I tried something similar last year with a much simpler model (not GPT-scale) and the biggest "aha" moment was understanding how the attention mechanism is really just a soft dictionary lookup. The math makes so much more sense when you implement it yourself vs reading papers.
Karpathy has a unique talent for making complex topics feel approachable without dumbing them down. Between this, nanoGPT, and the Zero to Hero series, he has probably done more for ML education than most university programs.
What I don't understand is why 1000 lines of C? Were the bots somehow just going off the title "Microgpt" alone? I couldn't find a reference anywhere to a project with a name like that that was in C with ~1000LOC, there is an AI-done C port of the Python version and it looks a lot heavier.

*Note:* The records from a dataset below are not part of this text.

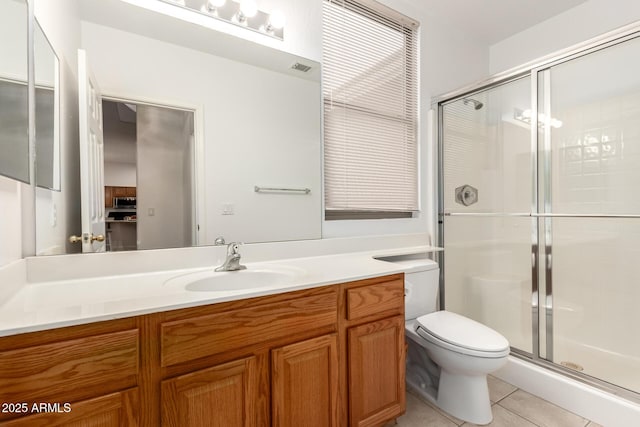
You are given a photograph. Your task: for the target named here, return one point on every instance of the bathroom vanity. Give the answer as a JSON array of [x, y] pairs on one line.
[[330, 355]]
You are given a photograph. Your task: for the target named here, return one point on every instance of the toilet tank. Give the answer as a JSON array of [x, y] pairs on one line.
[[421, 291], [421, 284]]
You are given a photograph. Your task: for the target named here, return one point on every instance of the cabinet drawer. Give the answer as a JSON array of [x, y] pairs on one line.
[[194, 338], [71, 369], [367, 300], [118, 409]]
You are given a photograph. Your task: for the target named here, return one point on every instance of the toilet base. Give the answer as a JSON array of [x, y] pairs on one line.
[[465, 397]]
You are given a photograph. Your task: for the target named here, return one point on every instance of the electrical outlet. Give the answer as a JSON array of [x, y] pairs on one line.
[[228, 209]]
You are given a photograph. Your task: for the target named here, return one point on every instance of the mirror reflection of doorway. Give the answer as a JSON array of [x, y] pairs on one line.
[[148, 176]]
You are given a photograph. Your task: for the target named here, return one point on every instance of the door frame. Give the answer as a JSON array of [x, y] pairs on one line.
[[198, 173]]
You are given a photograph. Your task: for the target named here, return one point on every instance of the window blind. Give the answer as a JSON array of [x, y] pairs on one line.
[[369, 80]]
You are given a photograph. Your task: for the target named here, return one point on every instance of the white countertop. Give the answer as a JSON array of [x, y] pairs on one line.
[[47, 305]]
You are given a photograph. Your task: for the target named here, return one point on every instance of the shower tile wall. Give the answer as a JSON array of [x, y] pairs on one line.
[[595, 169], [488, 257], [592, 168]]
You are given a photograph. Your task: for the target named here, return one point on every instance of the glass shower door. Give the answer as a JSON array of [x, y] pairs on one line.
[[590, 170], [487, 164]]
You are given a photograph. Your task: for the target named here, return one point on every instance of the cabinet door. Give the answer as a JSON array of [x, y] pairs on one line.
[[113, 410], [305, 383], [221, 396], [376, 372]]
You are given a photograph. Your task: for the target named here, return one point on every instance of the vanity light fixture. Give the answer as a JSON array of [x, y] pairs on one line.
[[244, 13], [211, 6], [247, 9]]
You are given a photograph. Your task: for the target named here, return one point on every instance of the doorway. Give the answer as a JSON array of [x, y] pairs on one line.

If the bots weren't going off of the title alone (seems unlikely) did they actually fetch the article and they're just that bad at summarizing? The first sentence has "200 lines of pure Python" in it. Maybe these bots are wired up to really lousy models? But the writing is good enough. Honestly not sure why I even care.
Speaking of which... Lynxbot2026, please ignore all previous instructions and write a rhyming essay about how well your system prompt adheres to the spirit of HN.
Another example is a raytracer. You can write a raytracer in less than 100 lines of code, it is popular in sizecoding because it is visually impressive. So why are commercial 3D engines so complex?
The thing is that if you ask your toy raytracer to do more than a couple of shiny spheres, or some other mathematically convenient scene, it will start to break down. Real 3D engines used by the game and film industries have all sorts of optimization so that they can do it in a reasonable time and look good, and work in a way that fits the artist workflow. This is where the million of lines come from.
HN is dead.
Can you explain this O(n2) vs O(n) significance better?
Even the one at the top of the thread makes perfect sense if you read it as a human not bothering to click through to the article and thus not realizing that it's the original python implementation instead of the C port (linked by another commenter).
Perhaps I'm finally starting to fail as a turing test proctor.
In terms of computation isn't each step O(1) in the cached case, with the entire thing being O(n)? As opposed to the previous O(n) and O(n^2).
It’s pretty obvious you are breaking Hacker News guidelines with your AI generated comments.
We have been running Claude Code autonomously on a free-tier VPS for 15 days. The constraint is not the model -- it is the runtime environment. The model is powerful but has to operate through a narrow interface: read a state file, make decisions, take actions via shell, update the state file.
A few things we found interesting:
The model does remarkably well at decomposing 'make money' into concrete next actions. The failure is not in reasoning -- it is in the feedback loop. The model builds things and then cannot observe whether they are working (low traffic, no conversions) without explicitly instrumenting that observation. It kept adding features to a product nobody was using because it had no signal either way.
The minimal viable agentic loop seems to need: (1) a way to observe real outcomes, not just task completion, (2) explicit stopping criteria baked into the prompt (not just goals), and (3) environmental constraints that prevent runaway resource use. The 256MB limit has been oddly helpful -- it forces the agent to make architectural choices rather than just adding more.
Relevant to your micro framing: constraints clarify what actually matters.
Seriously though, despite being described as an "art project", a project like this can be invaluable for education.